[Haskell-cafe] Maintaining the community
Derek Elkins
derek.a.elkins at gmail.com
Fri Jul 13 18:35:52 EDT 2007
On Fri, 2007-07-13 at 14:33 +0100, Claus Reinke wrote:
> > As we sit here riding the Haskell wave:
> >
> > http://www.cse.unsw.edu.au/~dons/tmp/cafe.png
> >
> > with nearly 2000 (!) people reading haskell-cafe@, perhaps its time to
> > think some more about how to build and maintain this lovely Haskell
> > community we have.
> - haskell-cafe is meant to be the general forum, that shouldn't change.

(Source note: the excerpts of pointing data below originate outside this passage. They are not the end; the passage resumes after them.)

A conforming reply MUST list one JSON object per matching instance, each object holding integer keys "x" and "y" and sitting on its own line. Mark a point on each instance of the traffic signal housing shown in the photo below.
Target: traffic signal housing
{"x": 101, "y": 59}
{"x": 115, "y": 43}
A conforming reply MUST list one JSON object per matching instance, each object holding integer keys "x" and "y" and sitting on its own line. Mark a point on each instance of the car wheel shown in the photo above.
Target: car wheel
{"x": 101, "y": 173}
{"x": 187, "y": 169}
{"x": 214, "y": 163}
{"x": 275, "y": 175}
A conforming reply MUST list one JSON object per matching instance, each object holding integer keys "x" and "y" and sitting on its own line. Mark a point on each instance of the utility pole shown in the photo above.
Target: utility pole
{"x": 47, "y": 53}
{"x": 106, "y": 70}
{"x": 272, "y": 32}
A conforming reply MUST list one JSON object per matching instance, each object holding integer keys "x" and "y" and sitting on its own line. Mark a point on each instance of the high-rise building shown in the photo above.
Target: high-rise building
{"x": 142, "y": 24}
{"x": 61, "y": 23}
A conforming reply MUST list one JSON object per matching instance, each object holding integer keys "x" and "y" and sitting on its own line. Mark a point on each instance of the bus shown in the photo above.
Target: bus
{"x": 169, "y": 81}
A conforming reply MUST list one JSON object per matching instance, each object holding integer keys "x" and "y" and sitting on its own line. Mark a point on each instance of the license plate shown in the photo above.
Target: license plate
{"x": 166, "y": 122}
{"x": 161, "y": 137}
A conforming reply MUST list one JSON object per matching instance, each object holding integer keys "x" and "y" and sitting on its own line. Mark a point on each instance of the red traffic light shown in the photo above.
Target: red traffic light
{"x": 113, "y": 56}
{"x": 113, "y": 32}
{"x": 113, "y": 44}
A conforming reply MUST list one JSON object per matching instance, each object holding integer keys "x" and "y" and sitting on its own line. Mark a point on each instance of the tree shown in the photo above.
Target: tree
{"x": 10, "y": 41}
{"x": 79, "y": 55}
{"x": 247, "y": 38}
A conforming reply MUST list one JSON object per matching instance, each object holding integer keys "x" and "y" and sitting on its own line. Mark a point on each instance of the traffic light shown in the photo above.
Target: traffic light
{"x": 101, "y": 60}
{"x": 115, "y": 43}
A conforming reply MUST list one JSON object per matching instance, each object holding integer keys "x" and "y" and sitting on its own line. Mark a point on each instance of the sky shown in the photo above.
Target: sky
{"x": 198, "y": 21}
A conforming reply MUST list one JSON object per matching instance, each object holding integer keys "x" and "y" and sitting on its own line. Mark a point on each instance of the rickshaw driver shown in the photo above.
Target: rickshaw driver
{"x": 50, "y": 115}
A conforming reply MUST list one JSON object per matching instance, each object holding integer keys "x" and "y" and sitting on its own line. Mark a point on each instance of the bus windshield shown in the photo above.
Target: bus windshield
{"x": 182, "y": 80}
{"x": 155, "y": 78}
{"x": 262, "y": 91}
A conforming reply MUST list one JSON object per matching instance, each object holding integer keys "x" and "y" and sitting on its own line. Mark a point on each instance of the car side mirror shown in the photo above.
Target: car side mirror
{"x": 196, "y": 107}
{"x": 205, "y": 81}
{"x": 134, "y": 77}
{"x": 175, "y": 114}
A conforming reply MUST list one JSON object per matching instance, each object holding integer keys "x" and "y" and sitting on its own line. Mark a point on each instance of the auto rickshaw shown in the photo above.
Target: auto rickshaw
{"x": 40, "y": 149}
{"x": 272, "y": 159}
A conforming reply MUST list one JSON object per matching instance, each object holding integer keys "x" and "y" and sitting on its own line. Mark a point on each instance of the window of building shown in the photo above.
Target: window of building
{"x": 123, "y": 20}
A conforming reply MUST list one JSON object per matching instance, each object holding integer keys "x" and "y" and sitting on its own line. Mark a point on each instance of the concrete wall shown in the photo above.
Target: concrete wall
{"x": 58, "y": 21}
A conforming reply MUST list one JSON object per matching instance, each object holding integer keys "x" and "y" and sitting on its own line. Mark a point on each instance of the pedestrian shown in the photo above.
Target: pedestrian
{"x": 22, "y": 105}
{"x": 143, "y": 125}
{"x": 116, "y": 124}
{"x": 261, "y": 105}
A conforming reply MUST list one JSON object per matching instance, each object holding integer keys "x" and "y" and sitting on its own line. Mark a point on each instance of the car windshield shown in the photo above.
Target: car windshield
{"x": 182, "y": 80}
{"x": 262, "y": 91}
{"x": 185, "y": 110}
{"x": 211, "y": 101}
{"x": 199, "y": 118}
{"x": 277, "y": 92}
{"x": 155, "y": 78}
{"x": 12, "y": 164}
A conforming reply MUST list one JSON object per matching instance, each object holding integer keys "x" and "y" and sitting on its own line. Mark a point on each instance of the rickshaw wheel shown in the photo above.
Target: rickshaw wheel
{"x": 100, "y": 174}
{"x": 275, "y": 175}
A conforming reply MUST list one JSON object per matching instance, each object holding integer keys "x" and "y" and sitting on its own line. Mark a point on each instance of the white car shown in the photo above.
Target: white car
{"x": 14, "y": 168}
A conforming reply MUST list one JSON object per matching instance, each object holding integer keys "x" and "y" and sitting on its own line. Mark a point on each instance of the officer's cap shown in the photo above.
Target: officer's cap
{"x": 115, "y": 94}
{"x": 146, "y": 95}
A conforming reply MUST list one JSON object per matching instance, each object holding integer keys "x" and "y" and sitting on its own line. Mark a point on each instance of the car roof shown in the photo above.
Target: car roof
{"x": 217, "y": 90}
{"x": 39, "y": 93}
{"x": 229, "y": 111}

> but i think there is potential to spin off one or two more specialist
> lists (not too many, or they'll dry out, and not too specific, or they
> won't attract the haskell-cafe style of membership and content; we
> also do not want to start cross-postings to keep the synergies of
> a multitopic forum).
>
> the most obvious one being 'haskell-performance' for shootout
> entries, 'how do i improve this?', 'what is wrong here?', and 'why
> isn't haskell slow?' style of questions, profiling, space&time leaks,
> compiler benchmarks, optimizations, transformations,
> representations, libs, tools, papers, etc.
I really like this. ^
> another possible candidate, judging from mails and blog postings,
> might be 'haskell-math', for numeric and algebra libs, apps, tools,
> classes, theory, and math-related algorithms and data structures,
> and general discussions.
This I'm much much less certain or keen about. Most such questions
start as legitimate Haskell questions. Furthermore, I think the replies
are often helpful to people who probably wouldn't subscribe to a
'haskell-math' list. (Still it would be nice to have such a venue to
just talk about the relation between Haskell and math.) I don't think
almost anyone has a problem with such discussions and it seems that many
"non-theoretical" readers enjoy them.